Onde estava Deus? É a pergunta que muitas vezes ouvimos diante do horror dos campos de concentração, como em Auschwitz. E é a mesma pergunta que surge diante de cada experiência do mal que nos é apresentada.
Pode permanecer um mistério no qual o olhar humano afunda, sem respostas filosoficamente determinantes.
Não sabemos responder perguntas sobre Deus e o mal, mas há testemunhos de homens e mulheres que escreveram: Deus estava comigo na hora mais escura da minha vida. E este é o horizonte que nos desafia.
Estamos na companhia de um Deus que fica e está conosco em cada abismo ou canto de dor.
Auschwitz: Mantendo a memória do escritório do Doutor Mengele
O jornal Corriere Della Sera entrevistou Jadwiga Pinderska Lech, que é a presidente da Fundação das Vítimas de Auschwitz-Birkenau e também responsável pela editora do Museu Estatal de Auschwitz-Birkenau.
Seu "trabalho" é justamente dentro do campo de concentração, onde há 1,1 milhão de vítimas.
O escritório onde realiza a tarefa de preservar a memória do Holocausto foi onde trabalhou Eduard Wirths, médico-chefe do campo de concentração, superior de Josef Mengele.
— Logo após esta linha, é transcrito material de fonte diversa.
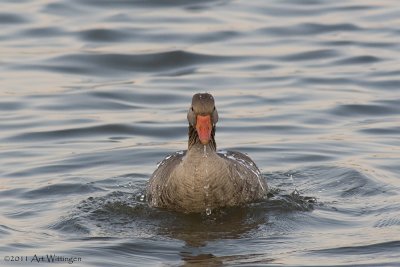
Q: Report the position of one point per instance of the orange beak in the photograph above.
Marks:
(203, 127)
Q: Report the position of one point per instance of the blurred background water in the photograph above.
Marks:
(94, 93)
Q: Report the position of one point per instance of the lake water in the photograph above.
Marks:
(94, 93)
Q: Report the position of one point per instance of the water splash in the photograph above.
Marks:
(208, 211)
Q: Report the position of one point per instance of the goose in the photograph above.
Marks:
(201, 178)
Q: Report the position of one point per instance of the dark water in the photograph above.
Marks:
(94, 93)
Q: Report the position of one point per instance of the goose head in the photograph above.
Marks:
(203, 116)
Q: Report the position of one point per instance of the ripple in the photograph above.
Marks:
(99, 130)
(9, 18)
(100, 64)
(43, 32)
(358, 60)
(363, 249)
(364, 109)
(104, 35)
(60, 189)
(311, 55)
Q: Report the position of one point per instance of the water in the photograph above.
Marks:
(95, 93)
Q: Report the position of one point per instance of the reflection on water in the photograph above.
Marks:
(94, 94)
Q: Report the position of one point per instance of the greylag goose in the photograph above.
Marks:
(200, 179)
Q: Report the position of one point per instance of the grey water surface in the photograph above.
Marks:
(93, 93)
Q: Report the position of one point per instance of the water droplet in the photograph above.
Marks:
(208, 211)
É uma sala com vista para a única câmara de gás restante.
Não há lugar para muitos discursos abstratos ou sentimentais. As palavras dessa mulher que mora em Auschwitz, e que também acompanha turistas que confundem aquele lugar com uma atração onde podem tirar muitas selfies, estão cheias de rostos, objetos, dados.
À pergunta sobre qual é a memória dos sobreviventes que mais a perturbou, ela responde:
Podemos ter ouvido histórias mais assustadoras, mas não são apenas os detalhes escandalosamente macabros que fazem o horror explodir. O véu de escuridão da indiferença perversa cai impiedosamente diante dos cuidados inocentes de uma garotinha que morre com um tiro que explodiu sem remorso.
Onde estava Deus? Em um rosário de pão...
Então, onde estava Deus? É a pergunta que o jornalista faz à queima-roupa à Sra. Lech, depois da história angustiante da menina assassinada.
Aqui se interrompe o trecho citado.